Complete total: 17902500


## Visual configuration

This variables are used to show the results in the heatmaps within using too much
vertical space.

In [6]:
NEURON_BIN_SIZE = 20
EPOCH_BIN_SIZE = 250
LEARNING_RATE_BIN_SIZE = 0.100
MOMENTUM_BIN_SIZE = 0.200

# Sometimes the accuracy is lower than this number, that makes some
# details disappear, so this treshold is used to show more details.
DETAILED_VIEW_TRESHOLD = 85

## Experimentation

A `ParallelExperimenter` is created with the `DataExperiment`'s that were created in the previous step.
This class will allow us to run our training in parallel.

In [7]:
from experimenter.parallel import ParallelExperimenter
experimenter = ParallelExperimenter(all_experiments, POOL_SIZE, RANDOM_SEED)

## Test parameters

If the `TEST_ENVIRONMENT` flag is set, just a fraction of the hyperparameter tuning phases will be ran.

In [8]:
if TEST_ENVIRONMENT:
    NEURONS_RANGE = NEURONS_RANGE[: NEURONS_RANGE.size // 4]
    LAYERS_RANGE = LAYERS_RANGE[: NEURONS_RANGE.size // 4]
    EPOCHS_RANGE = EPOCHS_RANGE[: EPOCHS_RANGE.size // 5]
    LEARNING_RATE_RANGE = LEARNING_RATE_RANGE[: LEARNING_RATE_RANGE.size // 4]
    MOMENTUM_RANGE = MOMENTUM_RANGE[: MOMENTUM_RANGE.size // 4]

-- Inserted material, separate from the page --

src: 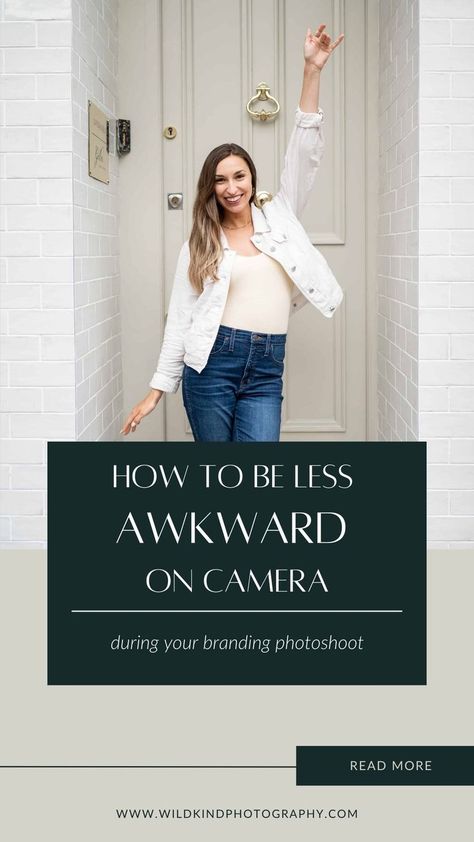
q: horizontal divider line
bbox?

## Initial experimentation

The initial experimentation values are set:

In [9]:
INITIAL_NEURONS = NEURONS_RANGE[0]
INITIAL_LAYERS = LAYERS_RANGE[0]
INITIAL_EPOCHS = EPOCHS_RANGE[EPOCHS_RANGE.size // 4]
INITIAL_LEARNING_RATE = LEARNING_RATE_RANGE[LEARNING_RATE_RANGE.size // 2]
INITIAL_MOMENTUM = MOMENTUM_RANGE[MOMENTUM_RANGE.size // 2]

pprint(
    {k: v for k, v in locals().items() if k.isupper() and k.startswith("INITIAL")},
    sort_dicts=False,
)

# This is the real number of experiments that will be ran from the entire total shown above.
real_experiments = NEURONS_RANGE.size * LAYERS_RANGE.size + BEST_FOREACH_PHASE * (
    EPOCHS_RANGE.size + LEARNING_RATE_RANGE.size + MOMENTUM_RANGE.size
)
print(f"Real experiments count: {real_experiments}")


{'INITIAL_NEURONS': 3,
 'INITIAL_LAYERS': 1,
 'INITIAL_EPOCHS': 155,
 'INITIAL_LEARNING_RATE': 0.1025,
 'INITIAL_MOMENTUM': 0.2117}
Real experiments count: 2050


## Hyperparameter tuning phase

Now the hyperparameters are tuned. The first step is to find the best neurons and layers parameters, where
"better" is when the accuracy is higher and the standard deviation is low.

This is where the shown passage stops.